Note

This is a community plugin, an external project maintained by its respective author. Community plugins are not part of FiftyOne core and may change independently. Please review each plugin’s documentation and license before use.

GitHub Repo

GUI-Actor FiftyOne Integration#

A FiftyOne integration for Microsoft’s GUI-Actor vision-language models, enabling GUI automation and visual interface analysis with rich attention visualization.

Overview#

GUI-Actor is a multimodal foundation model designed for GUI automation tasks. This integration brings GUI-Actor’s capabilities to FiftyOne, allowing you to:

  • Predict interaction points on GUI screenshots with confidence scores

  • Visualize attention maps showing where the model focuses

  • Analyze GUI understanding across datasets of interface screenshots

  • Evaluate model performance on GUI automation tasks

Features#

  • Keypoint Detection: Identifies optimal interaction points for GUI automation

  • Attention Heatmaps: Automatically stores attention maps on samples for visualization

  • Multiple Model Sizes: Support for both 3B and 7B parameter variants

  • Flexible Prompting: Use custom prompts or dataset instruction fields

  • Seamless Integration: Works with FiftyOne’s dataset management and visualization

Installation#

# Install FiftyOne
pip install fiftyone

Quick Start#

import fiftyone as fo
import fiftyone.zoo as foz
from fiftyone.utils.huggingface import load_from_hub

# Load a GUI dataset
dataset = load_from_hub("Voxel51/ScreenSpot-v2", shuffle=True)

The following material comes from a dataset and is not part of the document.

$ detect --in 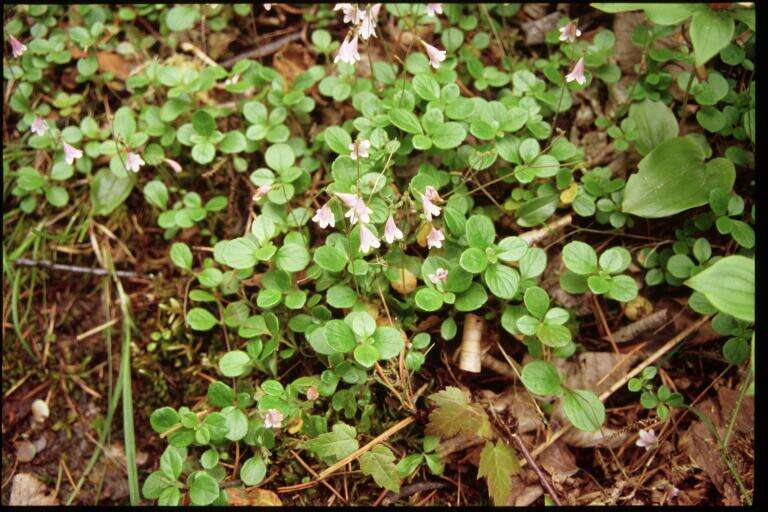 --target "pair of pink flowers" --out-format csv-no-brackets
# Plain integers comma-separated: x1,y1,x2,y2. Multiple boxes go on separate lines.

# Register the model source
foz.register_zoo_model_source("https://github.com/harpreetsahota204/gui_actor")

# Load the GUI-Actor model
model = foz.load_zoo_model("microsoft/GUI-Actor-7B-Qwen2.5-VL")

# Apply model to dataset
# Keypoints are stored in "guiactor_output"
# Attention heatmaps are automatically stored in "gui_actor_heatmap"
dataset.apply_model(
    model, 
    prompt_field="instruction",  # Use dataset's instruction field
    label_field="guiactor_output"
)

# Visualize results
session = fo.launch_app(dataset)

Model Variants#

Model

Parameters

Description

microsoft/GUI-Actor-3B-Qwen2.5-VL

3B

Lightweight version for faster inference

microsoft/GUI-Actor-7B-Qwen2.5-VL

7B

Full-size model with best performance

Output Format#

The model stores two fields on each sample:

  • Keypoints (label_field): Interaction points with confidence scores

  • Attention Heatmap (gui_actor_heatmap): Attention map stored as fo.Heatmap

Keypoint Structure#

fo.Keypoint(
    label="top_interaction_point",
    points=[[x, y]],  # Normalized coordinates [0,1]
    confidence=[confidence_score],  # Model confidence
    reasoning="the model's output text"  # Custom attribute
)

Attention Heatmap#

  • Stored automatically as gui_actor_heatmap field on each sample

  • Contains normalized attention scores in [0, 1] range

  • Stored at native model resolution (FiftyOne handles resizing for visualization)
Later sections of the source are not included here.